Actor Tiger Shroff says he would like to work with the National-Award winning filmmaker Omung Kumar in a film.

He was interacting with media when he attended a charity event where Omung unveiled a hand painted animal calendar.

Tiger said: “I have had the opportunity to meet Omung (Kumar) sir at very few occasions actually. He has been the art director of Star Screen Awards as well and that’s where first time, I met him.

“I also had the chance to go and meet him at his office or at my home discussing various scripts so, very soon hopefully we would like to work together in a film and I am looking forward to that day.”

Talking about Omung’s initiative where he unveiled a hand painted animal calendar and the revenues of which will be directed towards the betterment of animals, Tiger said: “I really salute Omung sir for doing this.
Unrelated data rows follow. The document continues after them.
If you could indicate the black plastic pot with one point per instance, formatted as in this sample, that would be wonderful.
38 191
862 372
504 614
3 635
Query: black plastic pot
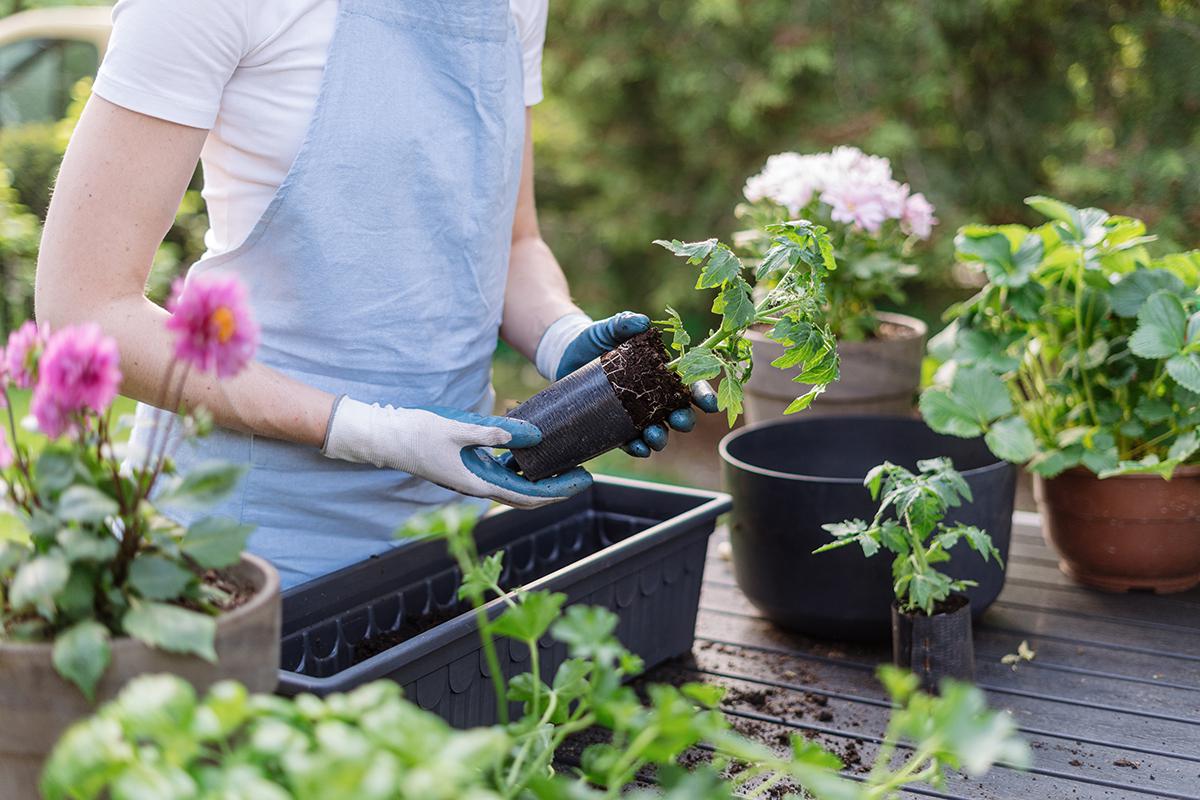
935 647
580 417
636 548
791 476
For animals, I will do anything as per my capacity so, there isn’t any better way to be associated with Omung sir’s initiative.”

The “Baaghi” actor also talked about human being’s habit of trespassing forest land because of which forest animals are moving towards residential areas.

“It’s really sad and it is something that has been happening from long time and it’s very rampant all over the world so, we should do our part by planting trees wherever and whenever we can,” he said.

Tiger will next be seen in Punit Malhotra’s “Student of The Year 2” along with Tara Sutaria and Ananya Pandey in lead roles.

The film is distributed by Fox Star Studios and produced by Karan Johar, Hiroo Yash Johar and Apoorva Mehta under the banner of Dharma Productions.

It is set to release on May 10, 2019.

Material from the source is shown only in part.